In booking fray, ‘wolf-pack’ mentality aids indies
In booking fray, ‘wolf-pack’ mentality aids indies
24 OCTOBER 2018 12:17 PM

Speakers on a panel at the recent Direct Booking Summit in Dallas shared strategies for independent hotels competing against brands and negotiating with OTAs for guests.

DALLAS—Independent doesn’t have to mean alone.

On a distribution playing field which pits independent hotels against brands and includes sometimes-tense negotiation with online travel agencies, there can be strength in numbers, speakers said on a panel at the Direct Booking Summit this October.

“As independents, it’s important that we talk to one another and have a relationship,” said Gary Hawkins, VP of revenue strategy at Sydell Group, which creates and manages independent and boutique hotels that include NoMads in New York and Los Angeles; The LINE in Los Angeles, D.C. and Austin; Freehand in Miami, Chicago, Los Angeles and New York; and The Ned in London.

He called it “a wolf-pack mentality,” because “if we’re out on our own and we get separated from the pack, we’re going to get picked off.”

That’s particularly true in negotiating contracts with OTAs, Hawkins said.

“Compared to bigger brands, one of the biggest disadvantages is leverage power against OTAs,” he said. “My opinion is the relationship with OTAs has never been more tense. More trust has been eroded by shady tactics, from breaking parity to basic, uncoupling of package rates being sold independently to members-only rates.”

Through an ongoing dialogue with other independents, hoteliers can resist “being bullied into accepting these contracts … and collectively can bargain,” he said. “Expedia is not going to turn off an entire market.”

Channels and content
Emerging as another competitive edge right now is the availability of Airbnb as a distribution platform for boutique hotels, speakers said.

“There’s a lot we can learn from Airbnb,” said Carlos Aquino, VP of sales and business development at Tafer Hotels & Resorts, which manages independent luxury resorts in Mexico.

“How they’ve positioned themselves is how independent hotels should. We look at Airbnb as an inspiration rather than a threat.”

Hawkins said Sydell Group sees advantages to listing its properties on Airbnb, including a smaller commission rate than what is typical on OTAs and a platform which reaches the specific and ideal segment of guest for those properties.
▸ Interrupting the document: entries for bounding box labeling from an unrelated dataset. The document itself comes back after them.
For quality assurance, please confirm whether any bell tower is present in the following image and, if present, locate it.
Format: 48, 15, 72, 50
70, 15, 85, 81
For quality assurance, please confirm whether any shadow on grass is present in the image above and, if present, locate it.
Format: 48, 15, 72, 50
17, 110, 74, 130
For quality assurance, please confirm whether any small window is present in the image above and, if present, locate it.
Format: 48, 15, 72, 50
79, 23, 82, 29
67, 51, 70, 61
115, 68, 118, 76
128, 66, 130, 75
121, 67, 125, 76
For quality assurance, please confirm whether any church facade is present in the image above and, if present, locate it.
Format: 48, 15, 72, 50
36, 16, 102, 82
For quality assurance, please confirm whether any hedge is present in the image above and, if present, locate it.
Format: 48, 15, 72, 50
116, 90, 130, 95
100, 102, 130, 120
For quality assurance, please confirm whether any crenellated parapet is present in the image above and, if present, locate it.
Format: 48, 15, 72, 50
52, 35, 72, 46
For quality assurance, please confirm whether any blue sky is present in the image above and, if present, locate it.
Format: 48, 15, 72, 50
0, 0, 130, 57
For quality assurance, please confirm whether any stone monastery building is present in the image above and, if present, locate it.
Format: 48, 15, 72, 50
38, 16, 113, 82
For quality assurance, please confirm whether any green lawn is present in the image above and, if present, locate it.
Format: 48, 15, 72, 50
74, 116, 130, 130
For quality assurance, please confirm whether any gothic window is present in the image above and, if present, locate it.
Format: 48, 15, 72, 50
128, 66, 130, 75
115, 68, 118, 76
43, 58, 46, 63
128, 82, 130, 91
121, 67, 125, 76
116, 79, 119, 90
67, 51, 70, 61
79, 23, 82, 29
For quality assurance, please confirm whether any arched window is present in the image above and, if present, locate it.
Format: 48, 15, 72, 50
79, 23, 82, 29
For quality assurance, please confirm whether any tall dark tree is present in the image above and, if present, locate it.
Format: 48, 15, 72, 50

“We do a lot of revenue through Airbnb with our hotels. As they get into hotel distribution, my thought is, ‘Welcome,’” he said.

Ultimately, independent hotels win bookings by having a clear value proposition and targeting and communicating that to the right guests, said Marissa Brady, director of hotel direct digital marketing at The Leading Hotels of the World, a collection of more than 400 independent luxury hotels in more than 80 countries.

“Guests are craving the experiences on property with the content we provide,” she said. “We have to be authentic to what our guests are looking for and deliver content experiences, which we can better enable without the red tape of a brand.”

Social media is an important channel for communicating that value, because it can be very visual, Hawkins said.

In all marketing efforts, it’s just as important to know who your customers aren’t as it is to know who they are, he said.

For example, he said, his company knows that big corporate groups are more likely to negotiate and ultimately book with the bigger brands. So the hotels in Sydell’s portfolio go after “smaller, more creative” groups—such as those in the fashion and entertainment industry, and those looking to book incentive-type trips, he said.

Truly unique
The “little things” that make your hotel different add up, Aquino said. And if you’re able to “tie it to emotion and what people do with (those things), it starts resounding more,” he said. As guests engage on property, it’s more likely “they’re going to remember you,” he added.

But that uniqueness must be authentic; if it’s not, guests will sniff that out, Hawkins said.

An independent hotel’s creative approach has to be “reflective of the sensibilities of (its) particular city, and also not in a cheesy way,” he said.

For example, he said, tying The LINE Austin to local history and flavor was more than “putting guitars in every room and saying, ‘we’re authentic.’”

True authenticity is “respectful to the community, additive to the community,” he said.

“We’re developers as well, and (as developers), you want to be well-received by the community you’re in; otherwise, you’re in for a tough tenure in that market.”

Independent hoteliers particularly should focus more of their time and energy on these concerns, as opposed to other more systematic work, Hawkins said.

“For better or worse, independent hoteliers have to do the same job with way less resources. We wear multiple hats, but if you employ smart people who have understanding beyond the narrow scope of their job, you have the ability to have fewer silos and work together,” he said.

“It’s important to fight the temptation to spend all of our time poring over reports and extracting warehouse data. … Decisions should be data-based and scientific, but you can bite off more than you can chew.”